When etcd is down today we don't specifically handle the error involved, which means clients get a generic 500 error. This commit adds a formal error type internally for both WatchExpired and EtcdUnreachable, and then converts them to api/errors before returning to the client. It also upgrades the client to retry on any 429 or 5xx error that has a Retry-After header, instead of just 429. In combination, this allows the apiserver to exert backpressure on controllers that are hotlooping.
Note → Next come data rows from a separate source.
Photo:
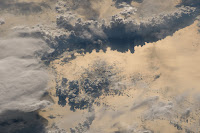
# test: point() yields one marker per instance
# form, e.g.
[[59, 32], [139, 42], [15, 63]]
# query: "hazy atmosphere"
[[99, 66]]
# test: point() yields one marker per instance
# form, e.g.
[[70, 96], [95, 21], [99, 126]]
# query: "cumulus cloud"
[[23, 78]]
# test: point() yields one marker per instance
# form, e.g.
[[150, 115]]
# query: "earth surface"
[[99, 66]]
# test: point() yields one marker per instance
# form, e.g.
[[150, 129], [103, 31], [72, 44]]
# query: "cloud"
[[120, 33], [22, 7], [21, 122], [23, 78], [2, 21]]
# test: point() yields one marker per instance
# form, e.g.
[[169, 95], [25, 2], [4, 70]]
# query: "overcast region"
[[23, 80], [99, 66]]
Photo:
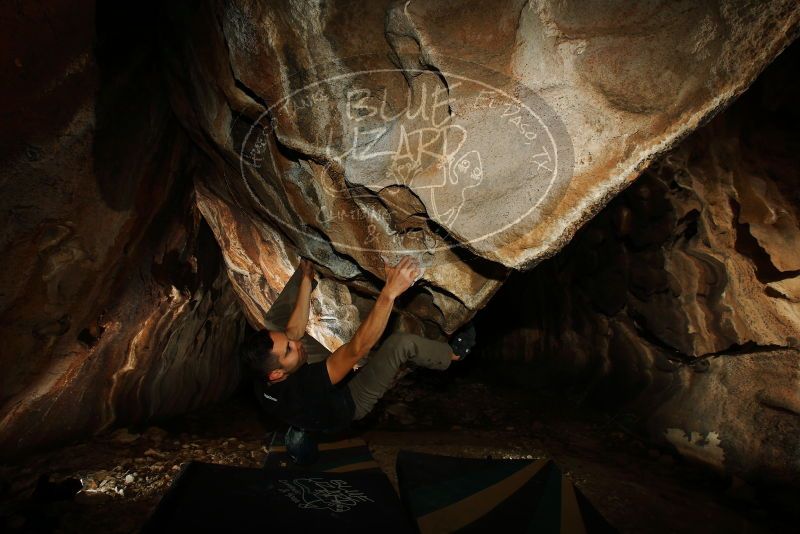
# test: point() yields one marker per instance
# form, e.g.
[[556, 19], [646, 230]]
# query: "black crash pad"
[[218, 498]]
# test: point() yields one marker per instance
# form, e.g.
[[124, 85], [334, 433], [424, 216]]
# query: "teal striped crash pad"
[[446, 494]]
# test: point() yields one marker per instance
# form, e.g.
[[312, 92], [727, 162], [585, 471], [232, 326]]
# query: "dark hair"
[[256, 354]]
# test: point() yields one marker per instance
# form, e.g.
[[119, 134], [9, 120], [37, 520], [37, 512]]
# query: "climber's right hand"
[[400, 277]]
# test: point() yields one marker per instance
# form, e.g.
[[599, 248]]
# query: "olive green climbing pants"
[[377, 376]]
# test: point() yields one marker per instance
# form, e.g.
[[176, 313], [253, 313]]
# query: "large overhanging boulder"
[[476, 137]]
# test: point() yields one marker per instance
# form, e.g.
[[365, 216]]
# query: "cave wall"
[[114, 303], [310, 155], [680, 301]]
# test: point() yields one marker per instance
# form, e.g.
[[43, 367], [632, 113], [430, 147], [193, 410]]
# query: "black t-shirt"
[[307, 399]]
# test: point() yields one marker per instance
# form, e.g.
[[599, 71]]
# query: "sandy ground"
[[119, 477]]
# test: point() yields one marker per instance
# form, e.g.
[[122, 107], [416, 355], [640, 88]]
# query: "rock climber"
[[301, 383]]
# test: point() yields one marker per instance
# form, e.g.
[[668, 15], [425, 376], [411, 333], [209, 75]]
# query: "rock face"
[[115, 306], [352, 134], [680, 299], [160, 183]]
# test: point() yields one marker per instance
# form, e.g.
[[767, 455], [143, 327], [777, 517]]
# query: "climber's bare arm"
[[298, 320], [398, 279]]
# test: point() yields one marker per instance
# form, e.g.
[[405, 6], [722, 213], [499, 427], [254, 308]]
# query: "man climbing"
[[307, 388]]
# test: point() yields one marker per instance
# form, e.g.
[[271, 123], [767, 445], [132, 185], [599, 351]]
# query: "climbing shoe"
[[463, 341]]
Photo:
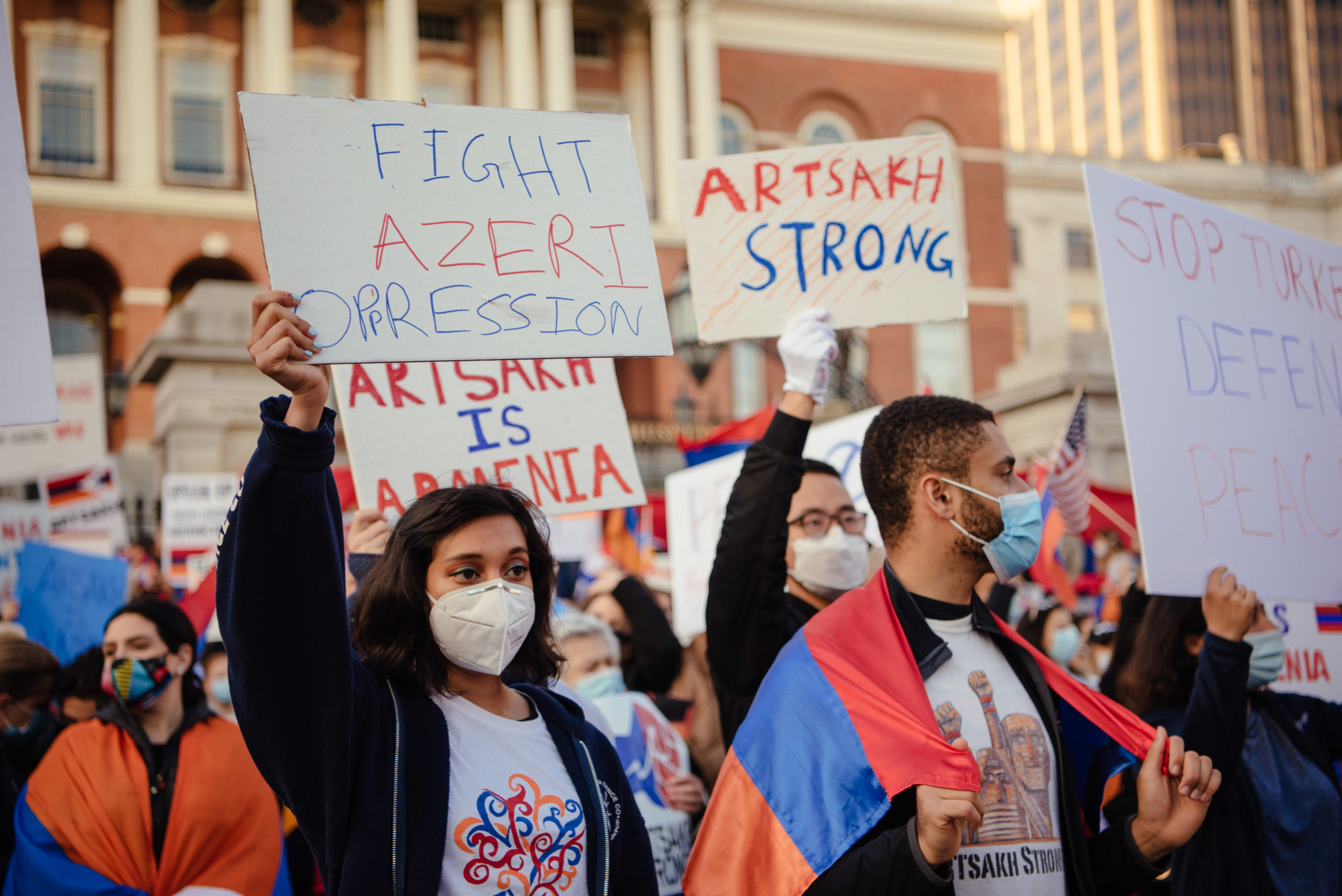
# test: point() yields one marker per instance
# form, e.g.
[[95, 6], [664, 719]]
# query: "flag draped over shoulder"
[[84, 827], [840, 726]]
Picked 2 seconds by default, but we could potentially ramp that up even further in a future iteration.
2015-11-04 15:15:01 -05:00
parent ca6fe97275
commit 3da15535b6
8 changed files with 103 additions and 13 deletions
--- a/pkg/registry/generic/etcd/etcd.go
+++ b/pkg/registry/generic/etcd/etcd.go
@@ -182,10 +182,7 @@ func (e *Etcd) ListPredicate(ctx api.Context, m generic.Matcher, options *api.Li
 			trace.Step("About to read single object")
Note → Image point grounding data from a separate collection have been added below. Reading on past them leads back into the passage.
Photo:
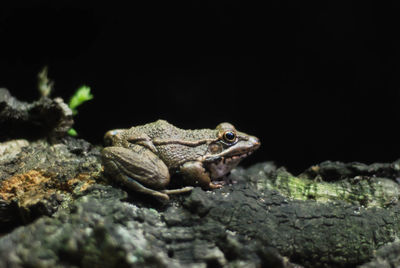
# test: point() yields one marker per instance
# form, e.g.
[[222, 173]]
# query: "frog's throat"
[[181, 142]]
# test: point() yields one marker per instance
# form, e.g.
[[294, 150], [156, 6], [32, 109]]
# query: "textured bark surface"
[[41, 118], [58, 209]]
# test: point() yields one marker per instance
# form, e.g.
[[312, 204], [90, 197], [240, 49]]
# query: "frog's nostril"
[[255, 141]]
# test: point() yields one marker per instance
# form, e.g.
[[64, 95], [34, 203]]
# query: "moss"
[[364, 191]]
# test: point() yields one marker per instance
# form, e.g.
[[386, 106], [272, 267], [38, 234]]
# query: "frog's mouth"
[[218, 165]]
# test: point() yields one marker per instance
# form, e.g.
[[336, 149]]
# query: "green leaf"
[[81, 95], [72, 132]]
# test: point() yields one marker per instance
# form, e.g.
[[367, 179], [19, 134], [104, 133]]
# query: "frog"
[[143, 158]]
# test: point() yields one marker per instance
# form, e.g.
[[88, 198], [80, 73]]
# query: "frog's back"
[[161, 129]]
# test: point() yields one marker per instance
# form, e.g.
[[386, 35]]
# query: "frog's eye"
[[229, 136]]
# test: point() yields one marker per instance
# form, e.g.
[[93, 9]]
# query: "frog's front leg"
[[138, 168], [195, 174]]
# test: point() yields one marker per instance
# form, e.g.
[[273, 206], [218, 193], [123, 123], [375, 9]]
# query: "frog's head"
[[228, 150]]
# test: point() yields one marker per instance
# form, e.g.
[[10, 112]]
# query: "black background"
[[313, 82]]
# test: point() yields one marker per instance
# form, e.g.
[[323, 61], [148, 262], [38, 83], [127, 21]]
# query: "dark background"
[[313, 82]]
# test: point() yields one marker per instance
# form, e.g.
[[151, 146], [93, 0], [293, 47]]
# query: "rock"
[[44, 117]]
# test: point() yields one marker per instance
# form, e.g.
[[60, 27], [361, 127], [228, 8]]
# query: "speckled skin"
[[143, 157]]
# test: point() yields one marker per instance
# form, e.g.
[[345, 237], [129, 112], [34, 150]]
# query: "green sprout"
[[81, 95], [45, 85]]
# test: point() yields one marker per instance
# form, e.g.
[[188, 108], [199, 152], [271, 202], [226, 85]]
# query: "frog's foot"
[[178, 191]]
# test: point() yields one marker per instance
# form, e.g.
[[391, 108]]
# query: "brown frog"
[[143, 157]]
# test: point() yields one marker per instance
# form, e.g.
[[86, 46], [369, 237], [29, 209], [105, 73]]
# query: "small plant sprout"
[[45, 85], [81, 95]]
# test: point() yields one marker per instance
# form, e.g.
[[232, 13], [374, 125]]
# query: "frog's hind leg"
[[137, 168]]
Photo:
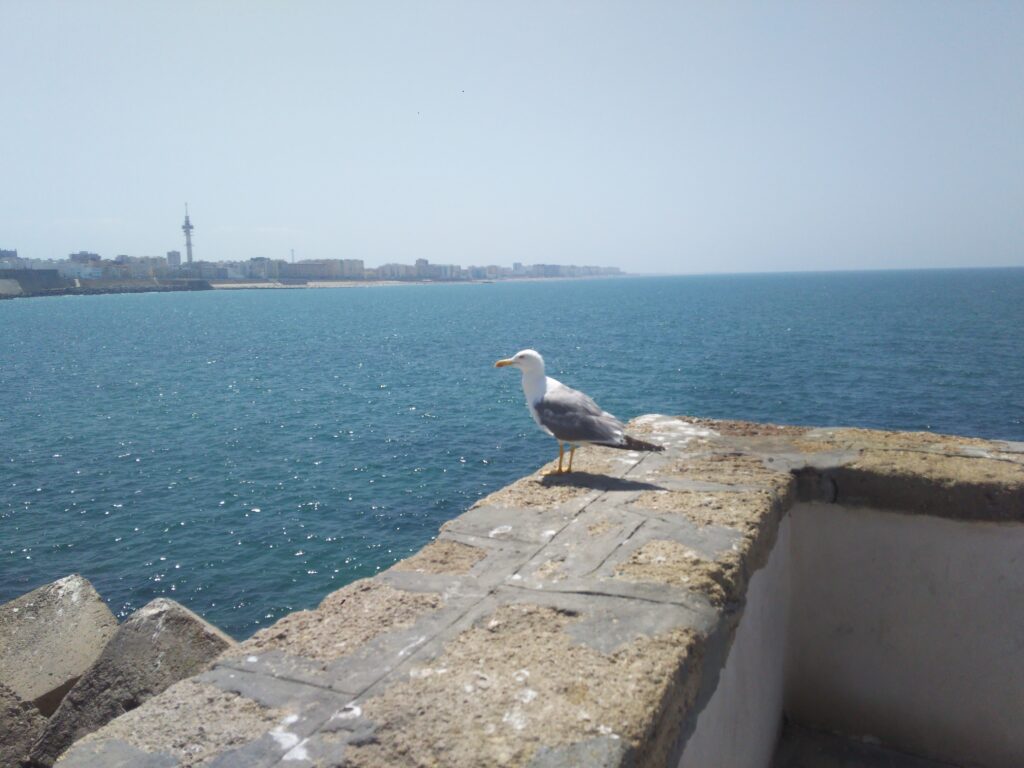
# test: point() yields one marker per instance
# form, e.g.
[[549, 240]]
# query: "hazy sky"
[[674, 136]]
 			err := e.Storage.GetToList(ctx, key, filterFunc, list)
 			trace.Step("Object extracted")
-			if err != nil {
-				return nil, err
-			}
-			return list, nil
+			return list, etcderr.InterpretListError(err, e.EndpointName)
 		}
 		// if we cannot extract a key based on the current context, the optimization is skipped
 	}
@@ -200,10 +197,7 @@ func (e *Etcd) ListPredicate(ctx api.Context, m generic.Matcher, options *api.Li
 	}
 	err = e.Storage.List(ctx, e.KeyRootFunc(ctx), version, filterFunc, list)
 	trace.Step("List extracted")
-	if err != nil {
-		return nil, err
-	}
-	return list, nil
+	return list, etcderr.InterpretListError(err, e.EndpointName)
 }

 // Create inserts a new item according to the unique key from the object.